Réforme des retraites : les employeurs territoriaux très inquiets sur la retraite des agents
Quelques jours après l’annonce, par le gouvernement, de la décision de supprimer progressivement la « catégorie active » des fonctionnaires – qui ouvre le droit à un départ anticipé en retraite – les employeurs territoriaux se sont adressés aux ministres concernés, Olivier Dussopt et Laurent Pietraszewki, pour faire part de leurs inquiétudes.
Le 8 janvier, cette annonce avait provoqué la colère des organisations syndicales, qui avaient claqué la porte de la réunion (lire Maire info du 9 janvier). Olivier Dussopt avait annoncé que le nombre de fonctionnaires concernés par cette possibilité de départ anticipé allait passer de 900 000 à 300 000 – essentiellement des « métiers en uniforme » (policiers, pompiers, douaniers…).
Hier, le porte-parole de la coordination des employeurs publics territoriaux (1), Philippe Laurent, a adressé un courrier aux ministres pour leur faire part de la « réelle inquiétude » de ceux-ci « face à l’absence d’information précise et de considération des spécificités de la fonction publique territoriale » (FPT). Les employeurs veulent relayer les interrogations des agents, qui ignorent à ce jour à quelle sauce ils vont être mangés. L'envoi de ce courrier a été décidé lors d'une réunion de la coordination des employeurs territoriaux qui s'est tenue dès le 8 janvier après-midi.
Espérance de vie réduite
Trois interrogations sont soulevées par Philippe Laurent : d’abord, la prise en compte des droits acquis et des primes dans le calcul des futures pensions de retraites, une fois mis en place le système à points. Les futurs taux de cotisation, que ce soit du côté des agents ou du côté des employeurs, sont à ce jour inconnus.

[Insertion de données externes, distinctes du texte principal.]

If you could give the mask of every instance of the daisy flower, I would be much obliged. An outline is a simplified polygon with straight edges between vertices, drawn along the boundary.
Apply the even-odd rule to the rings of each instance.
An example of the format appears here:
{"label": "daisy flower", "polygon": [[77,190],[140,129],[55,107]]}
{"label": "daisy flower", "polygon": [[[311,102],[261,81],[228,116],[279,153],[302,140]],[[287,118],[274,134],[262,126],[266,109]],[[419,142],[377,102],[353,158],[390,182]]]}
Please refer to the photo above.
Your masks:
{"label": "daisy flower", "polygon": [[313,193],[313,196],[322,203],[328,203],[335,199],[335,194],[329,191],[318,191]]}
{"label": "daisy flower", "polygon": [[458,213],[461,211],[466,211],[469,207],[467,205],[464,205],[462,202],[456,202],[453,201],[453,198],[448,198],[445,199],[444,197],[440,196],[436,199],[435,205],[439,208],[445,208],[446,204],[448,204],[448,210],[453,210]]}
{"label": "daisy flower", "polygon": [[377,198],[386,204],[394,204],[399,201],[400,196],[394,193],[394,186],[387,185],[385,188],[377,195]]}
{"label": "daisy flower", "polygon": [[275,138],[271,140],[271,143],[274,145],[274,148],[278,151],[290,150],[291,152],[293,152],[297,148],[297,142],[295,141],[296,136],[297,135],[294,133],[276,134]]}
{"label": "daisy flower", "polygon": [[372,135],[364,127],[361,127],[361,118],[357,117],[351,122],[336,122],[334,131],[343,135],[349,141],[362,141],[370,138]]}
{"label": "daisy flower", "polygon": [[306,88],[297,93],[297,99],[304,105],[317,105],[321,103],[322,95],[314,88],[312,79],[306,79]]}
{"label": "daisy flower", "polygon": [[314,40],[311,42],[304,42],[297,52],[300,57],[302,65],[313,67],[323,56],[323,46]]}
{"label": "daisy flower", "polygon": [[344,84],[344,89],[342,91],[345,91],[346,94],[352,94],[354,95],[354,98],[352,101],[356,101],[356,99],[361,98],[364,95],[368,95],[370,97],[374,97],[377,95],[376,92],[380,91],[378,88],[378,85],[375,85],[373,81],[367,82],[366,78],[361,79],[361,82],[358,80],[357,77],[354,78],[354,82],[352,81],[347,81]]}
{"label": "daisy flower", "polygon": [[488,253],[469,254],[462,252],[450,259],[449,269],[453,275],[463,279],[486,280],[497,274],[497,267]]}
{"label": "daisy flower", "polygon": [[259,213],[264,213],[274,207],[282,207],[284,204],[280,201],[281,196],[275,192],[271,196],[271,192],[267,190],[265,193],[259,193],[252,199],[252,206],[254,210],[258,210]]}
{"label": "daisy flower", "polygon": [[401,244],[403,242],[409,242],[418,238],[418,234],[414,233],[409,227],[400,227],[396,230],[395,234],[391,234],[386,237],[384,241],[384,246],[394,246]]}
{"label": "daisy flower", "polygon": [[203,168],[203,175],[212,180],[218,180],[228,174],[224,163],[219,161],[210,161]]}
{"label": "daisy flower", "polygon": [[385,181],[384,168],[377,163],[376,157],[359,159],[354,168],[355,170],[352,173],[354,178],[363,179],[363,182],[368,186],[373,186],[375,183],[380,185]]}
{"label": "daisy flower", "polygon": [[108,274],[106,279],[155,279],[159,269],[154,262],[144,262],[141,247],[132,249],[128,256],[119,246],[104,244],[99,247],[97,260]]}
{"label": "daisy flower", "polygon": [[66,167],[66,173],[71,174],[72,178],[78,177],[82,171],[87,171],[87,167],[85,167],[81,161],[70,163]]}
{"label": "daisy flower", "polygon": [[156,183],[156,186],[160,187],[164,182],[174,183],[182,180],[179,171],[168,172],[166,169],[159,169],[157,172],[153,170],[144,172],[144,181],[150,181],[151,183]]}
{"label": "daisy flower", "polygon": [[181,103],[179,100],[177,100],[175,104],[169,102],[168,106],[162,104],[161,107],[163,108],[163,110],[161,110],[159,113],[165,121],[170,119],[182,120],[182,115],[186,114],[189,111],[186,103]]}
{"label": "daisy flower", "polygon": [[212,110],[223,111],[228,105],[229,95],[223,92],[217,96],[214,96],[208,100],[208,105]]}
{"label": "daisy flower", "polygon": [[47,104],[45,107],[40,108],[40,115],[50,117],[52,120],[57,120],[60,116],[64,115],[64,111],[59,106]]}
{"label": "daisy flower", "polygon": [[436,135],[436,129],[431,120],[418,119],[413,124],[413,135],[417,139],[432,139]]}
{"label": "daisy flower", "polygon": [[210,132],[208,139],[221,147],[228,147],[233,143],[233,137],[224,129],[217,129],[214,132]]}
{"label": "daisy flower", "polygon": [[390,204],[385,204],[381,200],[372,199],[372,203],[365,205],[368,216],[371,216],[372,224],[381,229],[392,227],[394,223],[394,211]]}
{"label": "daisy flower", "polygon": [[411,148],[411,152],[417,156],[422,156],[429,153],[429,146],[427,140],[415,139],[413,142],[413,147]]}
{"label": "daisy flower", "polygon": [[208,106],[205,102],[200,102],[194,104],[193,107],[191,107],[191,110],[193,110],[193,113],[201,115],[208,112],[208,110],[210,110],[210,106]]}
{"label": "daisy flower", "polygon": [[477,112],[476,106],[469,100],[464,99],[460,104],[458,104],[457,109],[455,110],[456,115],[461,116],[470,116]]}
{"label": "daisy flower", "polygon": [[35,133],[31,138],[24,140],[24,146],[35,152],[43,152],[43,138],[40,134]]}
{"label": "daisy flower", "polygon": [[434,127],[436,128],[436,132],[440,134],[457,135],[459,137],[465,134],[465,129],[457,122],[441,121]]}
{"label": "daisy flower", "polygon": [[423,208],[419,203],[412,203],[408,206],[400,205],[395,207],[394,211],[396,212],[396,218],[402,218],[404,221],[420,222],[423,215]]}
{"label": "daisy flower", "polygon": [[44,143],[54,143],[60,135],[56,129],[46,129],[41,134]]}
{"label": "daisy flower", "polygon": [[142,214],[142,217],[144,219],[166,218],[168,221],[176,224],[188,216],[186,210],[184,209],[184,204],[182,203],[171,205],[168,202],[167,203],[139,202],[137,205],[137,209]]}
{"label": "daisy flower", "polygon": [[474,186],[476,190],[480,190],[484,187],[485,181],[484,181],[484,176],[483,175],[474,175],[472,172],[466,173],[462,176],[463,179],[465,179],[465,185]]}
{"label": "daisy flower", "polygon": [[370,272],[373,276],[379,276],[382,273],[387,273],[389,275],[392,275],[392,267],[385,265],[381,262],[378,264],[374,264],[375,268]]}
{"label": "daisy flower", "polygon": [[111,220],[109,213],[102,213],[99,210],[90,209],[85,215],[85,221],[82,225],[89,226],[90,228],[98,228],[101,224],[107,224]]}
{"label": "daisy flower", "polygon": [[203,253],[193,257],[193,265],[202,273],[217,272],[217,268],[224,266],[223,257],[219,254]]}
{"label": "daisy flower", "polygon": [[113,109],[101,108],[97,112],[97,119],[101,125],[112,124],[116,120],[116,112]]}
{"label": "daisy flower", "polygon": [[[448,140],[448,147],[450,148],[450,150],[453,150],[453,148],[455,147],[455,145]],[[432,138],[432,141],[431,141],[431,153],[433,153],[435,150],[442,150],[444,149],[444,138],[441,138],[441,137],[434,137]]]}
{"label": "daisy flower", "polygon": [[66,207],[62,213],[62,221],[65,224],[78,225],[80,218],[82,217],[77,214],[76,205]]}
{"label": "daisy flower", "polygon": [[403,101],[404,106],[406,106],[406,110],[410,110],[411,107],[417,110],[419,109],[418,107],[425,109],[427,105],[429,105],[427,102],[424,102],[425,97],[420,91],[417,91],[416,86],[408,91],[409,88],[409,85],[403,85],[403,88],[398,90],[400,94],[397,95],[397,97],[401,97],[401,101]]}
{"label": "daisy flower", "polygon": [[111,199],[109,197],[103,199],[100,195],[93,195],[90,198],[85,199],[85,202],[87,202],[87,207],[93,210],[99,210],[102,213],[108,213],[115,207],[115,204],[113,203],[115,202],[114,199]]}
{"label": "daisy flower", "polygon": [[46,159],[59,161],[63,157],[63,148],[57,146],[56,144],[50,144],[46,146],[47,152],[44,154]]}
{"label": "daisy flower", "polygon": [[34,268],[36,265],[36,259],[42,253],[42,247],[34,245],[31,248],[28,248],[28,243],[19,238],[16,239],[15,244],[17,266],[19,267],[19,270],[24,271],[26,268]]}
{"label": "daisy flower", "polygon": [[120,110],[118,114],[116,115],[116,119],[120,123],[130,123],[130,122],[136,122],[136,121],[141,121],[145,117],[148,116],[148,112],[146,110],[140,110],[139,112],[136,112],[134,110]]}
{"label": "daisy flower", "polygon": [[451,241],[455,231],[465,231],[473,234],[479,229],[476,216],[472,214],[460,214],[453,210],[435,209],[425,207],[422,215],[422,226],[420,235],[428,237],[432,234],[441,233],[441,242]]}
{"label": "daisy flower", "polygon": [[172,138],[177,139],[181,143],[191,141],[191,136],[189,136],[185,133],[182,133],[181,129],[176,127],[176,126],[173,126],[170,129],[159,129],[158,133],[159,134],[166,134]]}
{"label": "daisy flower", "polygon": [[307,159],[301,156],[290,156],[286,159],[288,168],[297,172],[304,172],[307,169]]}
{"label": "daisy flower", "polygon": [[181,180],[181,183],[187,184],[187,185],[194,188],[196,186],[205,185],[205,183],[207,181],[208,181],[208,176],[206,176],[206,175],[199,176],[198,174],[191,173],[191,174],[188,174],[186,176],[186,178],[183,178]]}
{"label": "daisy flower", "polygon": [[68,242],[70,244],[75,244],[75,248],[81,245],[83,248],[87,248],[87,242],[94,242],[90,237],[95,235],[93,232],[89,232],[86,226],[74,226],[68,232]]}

Deuxièmement, les employeurs souhaitent attirer l’attention du gouvernement sur le fait que « plus de 75 % des agents territoriaux appartiennent à la catégorie C », avec de ce fait « des salaires modestes, des carrières lentes, des primes d’un montant très faible » – voire inexistantes. Ils rappellent que les femmes appartenant à cette catégorie occupent « très majoritairement » des emplois à temps partiel, ce qui implique des pensions de retraite « très faibles ».
Enfin, les employeurs rappellent que de très nombreux agents de la FPT sont concernés par la pénibilité. Entretien des routes ou des locaux, assainissement, animation, accueil de la petite enfance, aide à la personne, sont autant de métiers pénibles, avec des contraintes de charges lourdes, de proximité avec des produits dangereux, des horaires parfois atypiques, etc. « Les collectivités locales emploient de nombreux agents dont l’espérance de vie est réduite du fait de leur métier », rappelle Philippe Laurent, qui demande donc, au nom des employeurs territoriaux, que la pénibilité soit « traitée de manière spécifique, en tenant compte des agents reconnus inaptes qui bénéficient actuellement d’une retraite pour invalidité ». Les employeurs demandent donc instamment que soient connus « le périmètre choisi et les agents concernés par l’extinction progressive de la catégorie active et son remplacement par le compte professionnel de prévention ».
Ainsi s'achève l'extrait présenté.